# Ben Hur toc



## bikedudeomaha (May 24, 2019)

haven't been on in forever. seeking any info on this bike for a friend. only pics i have. thank you in advance!


----------



## cds2323 (Oct 10, 2019)

Bump. Anyone know about this bike. Saw this same bike at an auction today.


----------



## slcurts (Oct 17, 2019)

Ben Hur was an Indianapolis bike company, as the headbadge says, though it's not clear to me whether they made bikes themselves or just badged someone else's. I think they made the early ones then badged others later; the brand was sold up into the 50s at least. This one looks early, 1890s or 1900 ish. Where is it for sale?


----------



## GiovanniLiCalsi (Oct 17, 2019)

Fauber turban head crankset.


----------



## Blue Streak (Oct 17, 2019)

Looks like 1895 was first year for the Ben-Hur wheel made by Central Mfg. Co. of Indianapolis.

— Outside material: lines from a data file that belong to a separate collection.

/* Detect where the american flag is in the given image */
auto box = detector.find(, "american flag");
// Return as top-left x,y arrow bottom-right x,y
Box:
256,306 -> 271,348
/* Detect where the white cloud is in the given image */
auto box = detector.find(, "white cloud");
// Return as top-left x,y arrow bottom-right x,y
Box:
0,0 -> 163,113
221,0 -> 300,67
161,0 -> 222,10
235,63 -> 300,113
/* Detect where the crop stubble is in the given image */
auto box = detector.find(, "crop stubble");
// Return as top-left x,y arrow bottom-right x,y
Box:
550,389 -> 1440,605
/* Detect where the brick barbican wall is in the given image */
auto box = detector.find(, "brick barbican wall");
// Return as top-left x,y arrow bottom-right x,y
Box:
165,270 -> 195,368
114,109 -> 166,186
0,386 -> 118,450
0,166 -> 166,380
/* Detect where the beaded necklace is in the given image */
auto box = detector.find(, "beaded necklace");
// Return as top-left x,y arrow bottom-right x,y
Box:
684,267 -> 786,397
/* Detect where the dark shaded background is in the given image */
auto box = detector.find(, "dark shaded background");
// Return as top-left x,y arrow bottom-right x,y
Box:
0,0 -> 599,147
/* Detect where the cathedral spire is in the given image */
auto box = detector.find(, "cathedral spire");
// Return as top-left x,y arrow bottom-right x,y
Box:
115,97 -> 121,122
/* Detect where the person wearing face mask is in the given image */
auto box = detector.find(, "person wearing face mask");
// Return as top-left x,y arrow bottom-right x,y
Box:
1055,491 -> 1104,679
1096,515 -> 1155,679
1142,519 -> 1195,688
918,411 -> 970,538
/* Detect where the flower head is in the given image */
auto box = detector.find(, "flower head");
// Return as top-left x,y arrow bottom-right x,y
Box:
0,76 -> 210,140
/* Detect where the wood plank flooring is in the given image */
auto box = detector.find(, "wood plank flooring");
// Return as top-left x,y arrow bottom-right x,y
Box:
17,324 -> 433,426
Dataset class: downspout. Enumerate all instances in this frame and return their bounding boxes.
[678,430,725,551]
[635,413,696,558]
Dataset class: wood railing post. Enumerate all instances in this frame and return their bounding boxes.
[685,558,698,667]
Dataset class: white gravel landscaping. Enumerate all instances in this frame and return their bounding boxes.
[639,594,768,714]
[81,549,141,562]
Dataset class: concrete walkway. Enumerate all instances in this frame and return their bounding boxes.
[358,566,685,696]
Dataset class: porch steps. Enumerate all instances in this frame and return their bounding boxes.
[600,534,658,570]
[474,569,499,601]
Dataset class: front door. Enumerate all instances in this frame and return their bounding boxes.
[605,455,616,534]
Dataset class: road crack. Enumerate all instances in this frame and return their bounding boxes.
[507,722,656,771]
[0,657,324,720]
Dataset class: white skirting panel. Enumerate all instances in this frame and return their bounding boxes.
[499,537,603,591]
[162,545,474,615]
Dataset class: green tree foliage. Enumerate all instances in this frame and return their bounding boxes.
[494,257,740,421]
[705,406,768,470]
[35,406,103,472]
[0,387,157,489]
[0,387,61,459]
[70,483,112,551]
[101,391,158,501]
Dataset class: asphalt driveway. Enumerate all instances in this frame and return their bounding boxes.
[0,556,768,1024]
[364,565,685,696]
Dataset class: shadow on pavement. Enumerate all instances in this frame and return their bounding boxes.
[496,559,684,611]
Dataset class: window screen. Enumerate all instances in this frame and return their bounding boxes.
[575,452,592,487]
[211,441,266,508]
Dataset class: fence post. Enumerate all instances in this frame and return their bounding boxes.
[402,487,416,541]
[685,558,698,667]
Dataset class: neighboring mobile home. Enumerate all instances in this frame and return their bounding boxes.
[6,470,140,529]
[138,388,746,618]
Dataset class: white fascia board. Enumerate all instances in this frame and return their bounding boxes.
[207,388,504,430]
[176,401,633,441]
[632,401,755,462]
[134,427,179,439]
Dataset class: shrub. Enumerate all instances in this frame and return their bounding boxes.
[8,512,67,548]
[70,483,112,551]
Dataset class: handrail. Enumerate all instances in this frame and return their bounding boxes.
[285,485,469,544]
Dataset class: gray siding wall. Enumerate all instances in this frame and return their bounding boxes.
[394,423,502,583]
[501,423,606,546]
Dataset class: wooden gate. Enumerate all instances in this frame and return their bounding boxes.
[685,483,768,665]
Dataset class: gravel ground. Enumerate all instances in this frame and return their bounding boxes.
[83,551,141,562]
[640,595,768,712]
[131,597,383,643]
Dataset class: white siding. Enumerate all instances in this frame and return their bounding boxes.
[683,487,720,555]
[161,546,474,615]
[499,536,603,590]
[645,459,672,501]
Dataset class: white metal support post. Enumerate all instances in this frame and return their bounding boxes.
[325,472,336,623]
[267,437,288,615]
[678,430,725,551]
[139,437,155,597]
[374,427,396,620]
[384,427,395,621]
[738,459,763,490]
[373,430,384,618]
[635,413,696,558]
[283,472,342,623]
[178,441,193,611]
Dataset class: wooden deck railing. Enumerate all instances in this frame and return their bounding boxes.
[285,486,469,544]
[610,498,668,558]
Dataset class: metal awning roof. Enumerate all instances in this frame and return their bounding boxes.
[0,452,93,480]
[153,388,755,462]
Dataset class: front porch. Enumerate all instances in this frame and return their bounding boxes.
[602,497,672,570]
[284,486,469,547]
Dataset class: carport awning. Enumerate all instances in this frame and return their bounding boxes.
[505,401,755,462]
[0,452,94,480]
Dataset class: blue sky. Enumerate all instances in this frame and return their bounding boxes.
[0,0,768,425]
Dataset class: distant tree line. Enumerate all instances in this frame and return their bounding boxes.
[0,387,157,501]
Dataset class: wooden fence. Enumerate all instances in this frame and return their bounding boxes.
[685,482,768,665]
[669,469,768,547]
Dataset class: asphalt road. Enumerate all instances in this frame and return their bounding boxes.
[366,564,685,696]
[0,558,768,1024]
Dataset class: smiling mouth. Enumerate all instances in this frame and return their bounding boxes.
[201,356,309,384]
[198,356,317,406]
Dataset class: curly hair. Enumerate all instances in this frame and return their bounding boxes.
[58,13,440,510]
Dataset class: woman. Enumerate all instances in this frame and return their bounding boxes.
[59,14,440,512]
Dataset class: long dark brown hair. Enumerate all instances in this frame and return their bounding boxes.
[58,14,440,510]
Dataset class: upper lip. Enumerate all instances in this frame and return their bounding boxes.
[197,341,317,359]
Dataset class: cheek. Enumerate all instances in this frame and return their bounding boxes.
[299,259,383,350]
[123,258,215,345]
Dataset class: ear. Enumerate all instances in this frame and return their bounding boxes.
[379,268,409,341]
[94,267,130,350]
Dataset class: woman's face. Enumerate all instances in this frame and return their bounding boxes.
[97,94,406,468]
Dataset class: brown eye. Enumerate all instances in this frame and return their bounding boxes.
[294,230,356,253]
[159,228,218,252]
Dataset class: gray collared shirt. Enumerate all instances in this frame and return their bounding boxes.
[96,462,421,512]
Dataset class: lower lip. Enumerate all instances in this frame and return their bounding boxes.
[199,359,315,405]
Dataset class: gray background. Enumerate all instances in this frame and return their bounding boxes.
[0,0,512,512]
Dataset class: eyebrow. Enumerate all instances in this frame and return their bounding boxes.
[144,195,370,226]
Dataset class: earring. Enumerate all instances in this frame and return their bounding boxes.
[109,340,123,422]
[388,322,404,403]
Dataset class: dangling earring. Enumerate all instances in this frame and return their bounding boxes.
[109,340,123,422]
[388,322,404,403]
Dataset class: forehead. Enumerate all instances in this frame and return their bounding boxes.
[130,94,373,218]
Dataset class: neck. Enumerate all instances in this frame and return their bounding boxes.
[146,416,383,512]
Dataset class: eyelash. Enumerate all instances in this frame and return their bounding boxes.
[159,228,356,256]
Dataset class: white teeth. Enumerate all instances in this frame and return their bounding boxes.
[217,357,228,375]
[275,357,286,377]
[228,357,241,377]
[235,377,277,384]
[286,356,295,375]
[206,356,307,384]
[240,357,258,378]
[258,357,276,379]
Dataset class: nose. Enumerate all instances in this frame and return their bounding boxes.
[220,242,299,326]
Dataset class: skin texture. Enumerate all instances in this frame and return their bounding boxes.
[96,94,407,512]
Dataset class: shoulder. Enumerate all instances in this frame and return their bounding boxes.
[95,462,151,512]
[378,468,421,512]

Need to dig more to see if this company evolved into the Indianapolis Ben-Hur Bicycle Co. making the above Rival.

From November 9, 1894 issue of _The Wheel and Cycling Trade Review_:







From January 15, 1895 issue of _The Wheel and Cycling Trade Review_:


----------



## Blue Streak (Oct 17, 2019)

Central Cycle Mfg. Co. ad for Ben-Hur from February 19, 1897 issue of _The Wheel and Cycling Trade Review:_







From May 7, 1897 issue of _The Wheel and Cycling Trade Review:_







From May 14, 1897 issue of _The Wheel and Cycling Trade Review:_




Central Cycle Mfg. Co. in financial trouble from July 9, 1897 issue of _The Wheel and Cycling Trade Review:_










Ben Hur Bicycle Co. takes over Central Cycle Mfg. Co. from January 14, 1898 issue of _The Wheel and Cycling Trade Review:_


----------



## SKPC (Jun 16, 2021)

I wonder what transpired for _Central Cycle Mnfg. Co. _post-1898 years?  How long did they make their own bikes and when did the factory get closed/moved?  Anyone have some cool badge examples?


----------



## hoofhearted (Jun 16, 2021)

*@sm2501 ...*

*Regarding Ben Hur badges ...

As @SKPC indicates in Entry #7 .... "Anyone have some cool badge examples ?''*


----------



## Archie Sturmer (Jun 16, 2021)

Not your typical DP Harris badge.



Not the earlier Central Cycle; but the later *Ben Hur Bicycle Co*.
Perhaps we may lump Central Cycle Mfg. in with the *ToCs*(?).


----------



## hoofhearted (Jun 16, 2021)

hoofhearted said:


> *Regarding Ben Hur badges ...
> 
> As @SKPC indicates in Entry #7 .... "Anyone have some cool badge examples ?''*










*Please forgive me for posting a BADGE that is automobile related.*


----------



## SKPC (Jun 17, 2021)

Teens/20's/30's _(Not TOC)_ perhaps DP Harris or Westfield-sourced badge with 2" badge hole spacing...courtesy of @lounging. So after recievership in1898.the_ Central Cycle Manuf. Co_ became the _Ben Hur Bicycle Company_ supposedly staying  in the Marion, Indiana factory making all their own parts.... How long did this location produce the bikes and who then took over and when?


----------